Blog · July 7, 2016

July 7: a box of chocolates

Do I favour specific cognitive tools in learning? Do some of us use some cognitive tools to make sense of our world while others of us use a different set?
Today we completed an imaginative self-assessment. We were asked to list which cognitive tools we used easily and which ones were foreign to us. We thought about understandings that we gravitated to and others that we didn’t.

I hadn’t thought about cognitive tools in this way before,at least not as being connected with learning or personality types. Before today, I understood that somatic, mythic, romantic, etc., tools developed along with literacy. Although we would use bits and pieces of them throughout our lives in different learning situations, the use of the tools seemed to depend on the nature of the activity not on the character of the student. Today’s self-assessment looked at cognitive tools not by how/when they would be used but by who would use them; the suitability of each tool to individual learners.

My task was to try to figure out what kind of tool(s) I generally felt most comfortable using. This was hard. It was acknowledged that we are complex by nature and not one cognitive tool would fit us exactly. This made sense.
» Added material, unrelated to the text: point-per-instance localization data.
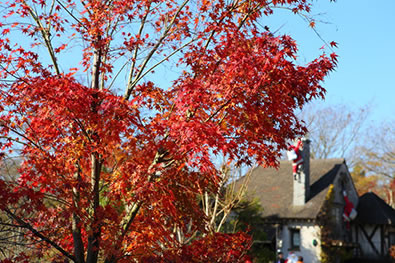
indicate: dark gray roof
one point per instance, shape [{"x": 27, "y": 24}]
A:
[
  {"x": 373, "y": 210},
  {"x": 274, "y": 189}
]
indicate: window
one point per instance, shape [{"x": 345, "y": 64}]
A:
[{"x": 295, "y": 238}]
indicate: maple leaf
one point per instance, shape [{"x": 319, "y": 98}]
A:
[{"x": 113, "y": 167}]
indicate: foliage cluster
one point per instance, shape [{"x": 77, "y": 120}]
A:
[{"x": 112, "y": 169}]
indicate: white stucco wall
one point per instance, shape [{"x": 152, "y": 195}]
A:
[
  {"x": 308, "y": 233},
  {"x": 365, "y": 245}
]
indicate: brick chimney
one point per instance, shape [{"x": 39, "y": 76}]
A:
[{"x": 301, "y": 182}]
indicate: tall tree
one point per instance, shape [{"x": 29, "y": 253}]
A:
[{"x": 110, "y": 165}]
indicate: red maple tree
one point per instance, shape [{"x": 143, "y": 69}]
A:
[{"x": 107, "y": 172}]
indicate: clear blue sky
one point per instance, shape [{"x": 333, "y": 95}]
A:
[{"x": 365, "y": 33}]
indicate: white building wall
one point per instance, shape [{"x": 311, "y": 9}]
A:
[{"x": 308, "y": 233}]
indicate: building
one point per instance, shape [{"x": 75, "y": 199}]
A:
[{"x": 309, "y": 212}]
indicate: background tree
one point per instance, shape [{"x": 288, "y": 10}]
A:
[
  {"x": 377, "y": 158},
  {"x": 110, "y": 165},
  {"x": 335, "y": 130},
  {"x": 339, "y": 131}
]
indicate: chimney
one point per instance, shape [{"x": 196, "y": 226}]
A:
[{"x": 301, "y": 191}]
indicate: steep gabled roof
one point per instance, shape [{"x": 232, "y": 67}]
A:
[
  {"x": 383, "y": 213},
  {"x": 274, "y": 189}
]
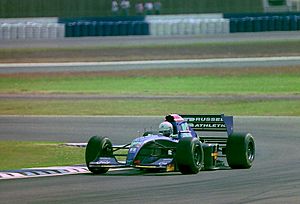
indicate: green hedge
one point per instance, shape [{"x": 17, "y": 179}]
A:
[{"x": 78, "y": 8}]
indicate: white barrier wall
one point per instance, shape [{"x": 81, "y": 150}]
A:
[
  {"x": 188, "y": 27},
  {"x": 31, "y": 30},
  {"x": 190, "y": 24}
]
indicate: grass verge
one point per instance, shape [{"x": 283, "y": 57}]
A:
[
  {"x": 150, "y": 107},
  {"x": 17, "y": 154}
]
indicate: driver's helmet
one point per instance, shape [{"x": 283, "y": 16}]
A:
[{"x": 166, "y": 129}]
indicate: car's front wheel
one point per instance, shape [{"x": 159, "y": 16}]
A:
[
  {"x": 240, "y": 150},
  {"x": 189, "y": 155},
  {"x": 97, "y": 147}
]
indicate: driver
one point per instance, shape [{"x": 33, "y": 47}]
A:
[{"x": 166, "y": 129}]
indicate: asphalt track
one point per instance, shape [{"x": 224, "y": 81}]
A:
[
  {"x": 274, "y": 177},
  {"x": 153, "y": 64}
]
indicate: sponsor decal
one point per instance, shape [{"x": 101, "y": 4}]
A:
[
  {"x": 205, "y": 119},
  {"x": 201, "y": 125}
]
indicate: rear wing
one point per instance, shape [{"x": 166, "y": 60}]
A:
[{"x": 216, "y": 123}]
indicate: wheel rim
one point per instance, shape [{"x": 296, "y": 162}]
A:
[
  {"x": 107, "y": 149},
  {"x": 197, "y": 156},
  {"x": 250, "y": 151}
]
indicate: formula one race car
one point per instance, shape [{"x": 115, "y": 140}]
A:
[{"x": 177, "y": 147}]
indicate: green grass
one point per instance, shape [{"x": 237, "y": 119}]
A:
[
  {"x": 149, "y": 107},
  {"x": 232, "y": 82},
  {"x": 16, "y": 154},
  {"x": 190, "y": 85}
]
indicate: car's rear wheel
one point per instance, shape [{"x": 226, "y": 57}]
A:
[
  {"x": 189, "y": 155},
  {"x": 240, "y": 150},
  {"x": 97, "y": 147}
]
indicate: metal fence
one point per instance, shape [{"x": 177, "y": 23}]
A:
[{"x": 77, "y": 8}]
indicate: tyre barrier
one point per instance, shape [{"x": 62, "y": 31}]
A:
[
  {"x": 263, "y": 24},
  {"x": 30, "y": 30},
  {"x": 119, "y": 28}
]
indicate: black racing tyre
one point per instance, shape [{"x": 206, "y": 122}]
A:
[
  {"x": 240, "y": 150},
  {"x": 189, "y": 155},
  {"x": 98, "y": 147}
]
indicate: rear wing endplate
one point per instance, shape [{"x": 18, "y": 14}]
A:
[{"x": 216, "y": 123}]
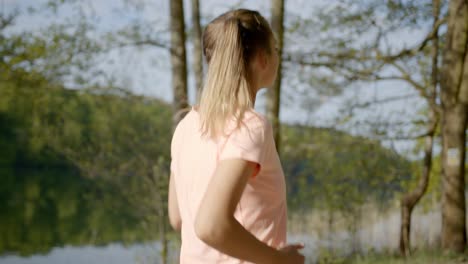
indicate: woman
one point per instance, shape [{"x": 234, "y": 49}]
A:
[{"x": 227, "y": 189}]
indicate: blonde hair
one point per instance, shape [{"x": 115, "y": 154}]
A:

I wandered around our class conversing with people, asking them where they pegged themselves. It quickly became evident that no one felt they could identify with just one tool. I did feel a connection with a group of people who saw themselves as “philosophically mythic”. That is, we try to make sense of our world by looking for general causal chains and networks that show us how things connect (that is the processing characteristic of the philosophic tool). But, we also identified the need to find these connections through metaphor and story (those are characteristics from the mythic tools).

Life-is-like-a-box-of-ChocolatesA few years ago I wouldn’t have thought of myself as a “philosophically mythic” learner, but this revelation has been slowly forming in my mind as I study more and interact with others who I see take on learning in ways different from me.

The last task we were given was to name our group. We chose “Box of Chocolates”. Like a box of chocolates we come with a variety of personalities, flavours and cognitive tools.(I do also enjoy somatic experiences and perhaps am a little romantic at heart).